Tell me if you’ve heard this one before: We open in a diner and the cook behind the bar is chatting up the customer telling him about his ungrateful son when the customer asks if he knows what infanticide is.
It’s funny, but it’s not, and Keith Carmack and Vincent Nappi’s new mini-series Victorie City from IDW is certainly twisted and brutal in exactly the same way. The scene shifts immediately to that same customer tormenting a couple 15 miles outside Victorie City, musing over the corruption in the police and government and the hopeless screams of his victims. The scene ends with giant “HA HA HA”s painted in stark red spiraling out of the man’s violent actions.
And that’s just the first few pages of Victorie City #1. Very much in the vein of films like Se7en and Silence of the Lambs, Victorie City hits all the marks of a solid psychological crime thriller. After Carmack and Nappi introduce us to the violent “antagonist,” they quickly shift focus to Detective Hektor Ness, the one good man left in a world of crooked cops. Ness is our “protagonist,” the hero who must decide whether his keeping his morality is worth losing his livelihood. As the story of Victorie City unravels, Carmack and Nappi bounce back and forth between these two men, blurring those labels and putting them on a crash course that collides at issue’s end in particularly intriguing fashion. Needless to say, I’m pumped for issue 2.

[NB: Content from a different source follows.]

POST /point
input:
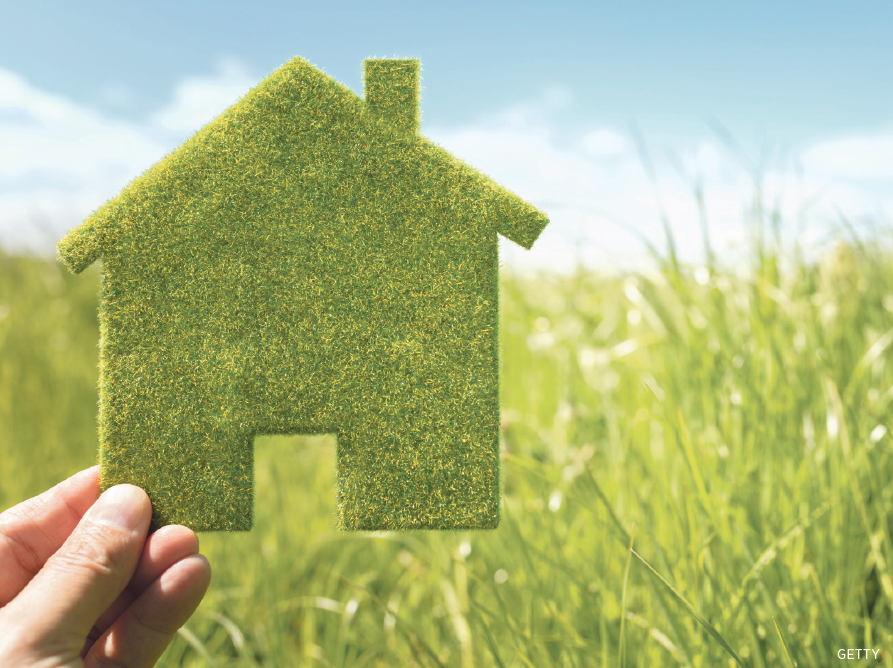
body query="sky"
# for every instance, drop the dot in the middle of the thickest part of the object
(607, 116)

Carmack’s story moves along briskly, but the characterization is sudden and stellar. The artwork from Vincent Nappi is simply stunning. Similar to cover artist Ben Templesmith’s moody aesthetic, Nappi’s scratchy, disorienting lines and layouts convey the complex and distressing psychology of the narrative expertly. Think Hunter S. Thompson meets Sean Phillips, with all the surrealism-comme-noir that you could mix in. One of the more brilliant artistic choices of the book is the use of color: Ness’ storyline is painted in a soft greenish hue while the serial killer’s scenes are washed in a grey/blue; when the two stories merge at the end, Nappi literally mixes the two color tones together into a gorgeous and shocking double-page spread. On top of that, Jessi Adrignola’s letters and design contribute abundantly to that distressing tenor of the book. The uneven, haphazard lettering reflects those same notions of uneasiness and insecurity, and it all comes together in a truly stunning visual experience from cover to cover.
Verdict
Buy. Brutal, bare, and beautifully crafted, Victorie City is a pitch-perfect combination of style and substance. Keith Carmack’s tale of corruption—both literal and figurative—is captured brilliantly in Vincent Nappi’s evocative artwork and Jessi Adrignola’s phantasmagoric design. Check it!